Wildeshausen – Pünktlich zur Ladenöffnung um 10 Uhr sollte in der Buchhandlung „Bökers am Markt“ in Wildeshausen die Aktion „Eine Buchhandlung lässt die Hüllen fallen“ starten. Doch die Aktion musste noch etwas warten, als Lene Hjortskov vom Aufstellen der Außenwerbung in den Laden kam.

„Ich brauche mal eben ein paar kräftige Helfer“, sagte sie mit auffordernder Geste in die Runde. Der Grund war ebenso ärgerlicher wie überflüssiger Natur. Einige „Nachtschwärmer“ hatten im Durchgang zum Gildeplatz wieder einmal einen der großen Blumenkübel umgekippt. „Das können Sie ruhig auch mal in die Zeitung bringen. So etwas passiert fast jedes Wochenende in der Innenstadt“, meinte Buchhändler Jens Fröhlke, nachdem das Plastikgefäß mit vereinten Kräften wieder aufgerichtet worden war.

Um Plastik und gemeinsames Handeln ging es auch in der bereits erwähnten Aktion. Etwa 50 Prozent der Buchtitel sind immer noch in Plastikfolien eingeschweißt. „Nur wenige Verlage liefern die Bücher inzwischen ohne Plastikverpackung aus. Zum Teil werden sie heute mit einer Papierbanderole versehen“, informierte Fröhlke, der privat vorlebt, was er von den Verlagen einfordert. Ein Leben ohne Plastik.

So kam er auf die Idee, von allen Büchern die Folien zu entfernen und in einem Aquarium auszustellen. Das Team von „Bökers“ machte am Samstag fleißig mit. Lene Hjortskov, Martina Marischen, Karo Bauer, Alea Bahrs und Aurora Sgro holten einen Band nach dem anderen aus den Regalen, entfernten die Folien und warfen sie in das Aquarium.

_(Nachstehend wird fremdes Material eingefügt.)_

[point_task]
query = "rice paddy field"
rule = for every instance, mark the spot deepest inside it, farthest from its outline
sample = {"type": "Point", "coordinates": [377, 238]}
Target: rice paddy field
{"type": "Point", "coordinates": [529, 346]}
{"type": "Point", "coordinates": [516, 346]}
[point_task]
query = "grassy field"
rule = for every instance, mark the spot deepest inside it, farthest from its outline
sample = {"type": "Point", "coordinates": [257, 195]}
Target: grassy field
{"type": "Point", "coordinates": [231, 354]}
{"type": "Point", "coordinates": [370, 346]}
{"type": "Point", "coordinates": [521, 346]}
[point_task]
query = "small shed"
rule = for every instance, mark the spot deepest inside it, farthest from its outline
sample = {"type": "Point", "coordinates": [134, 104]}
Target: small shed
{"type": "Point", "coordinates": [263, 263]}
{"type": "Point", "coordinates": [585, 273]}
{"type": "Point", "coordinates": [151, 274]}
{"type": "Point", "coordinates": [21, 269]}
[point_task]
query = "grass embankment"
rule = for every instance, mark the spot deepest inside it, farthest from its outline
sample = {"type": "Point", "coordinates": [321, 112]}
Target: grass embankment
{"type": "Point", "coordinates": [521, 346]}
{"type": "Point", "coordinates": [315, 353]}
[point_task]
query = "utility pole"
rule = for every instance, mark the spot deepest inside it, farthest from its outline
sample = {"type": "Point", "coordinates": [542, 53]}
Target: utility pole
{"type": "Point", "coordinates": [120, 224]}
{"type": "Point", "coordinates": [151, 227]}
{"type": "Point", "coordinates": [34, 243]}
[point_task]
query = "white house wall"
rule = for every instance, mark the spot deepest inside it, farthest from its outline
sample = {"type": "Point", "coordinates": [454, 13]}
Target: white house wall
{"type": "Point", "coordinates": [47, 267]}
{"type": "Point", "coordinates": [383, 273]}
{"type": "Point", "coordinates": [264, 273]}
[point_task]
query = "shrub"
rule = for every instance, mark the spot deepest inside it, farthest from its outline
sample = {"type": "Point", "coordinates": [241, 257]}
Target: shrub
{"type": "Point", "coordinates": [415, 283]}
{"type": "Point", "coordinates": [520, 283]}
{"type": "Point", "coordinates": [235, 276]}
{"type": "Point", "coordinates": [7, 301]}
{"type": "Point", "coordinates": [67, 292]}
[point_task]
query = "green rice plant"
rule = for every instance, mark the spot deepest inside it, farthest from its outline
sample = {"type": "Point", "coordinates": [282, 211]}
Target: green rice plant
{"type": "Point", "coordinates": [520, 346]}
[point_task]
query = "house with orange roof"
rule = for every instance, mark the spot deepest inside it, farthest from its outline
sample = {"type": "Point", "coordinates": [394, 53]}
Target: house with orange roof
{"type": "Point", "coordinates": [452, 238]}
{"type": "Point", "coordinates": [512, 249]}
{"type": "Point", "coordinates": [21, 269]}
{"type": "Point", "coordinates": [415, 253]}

Das Team hatte dabei sichtlich Spaß, denn Fröhlke sorgte für allerlei Schabernack.

Der Buchhändler legt Wert darauf, seine Aktionen nicht mit erhobenem Zeigefinger und moralinsaurer Mine zu versehen. „Es geht hier um einen Wertewandel, und ich möchte, dass die Leute mit Spaß und Freude zu einer anderen Haltung kommen“, betonte Fröhlke und klemmte sich einen Folienfetzen hinter die Brille.

Dass er nicht im Alleingang für ein Umdenken bei den Verlagen sorgen kann, ist ihm klar. Er will aber ein Zeichen setzen und einen Anfang machen. Dafür ist er mit etwa 30 Kollegen in Kontakt getreten, die alle in der eBuch-Einkaufsgemeinschaft Mitglied organisiert sind, eine Genossenschaft aus fast 900 inhabergeführten Buchhandlungen.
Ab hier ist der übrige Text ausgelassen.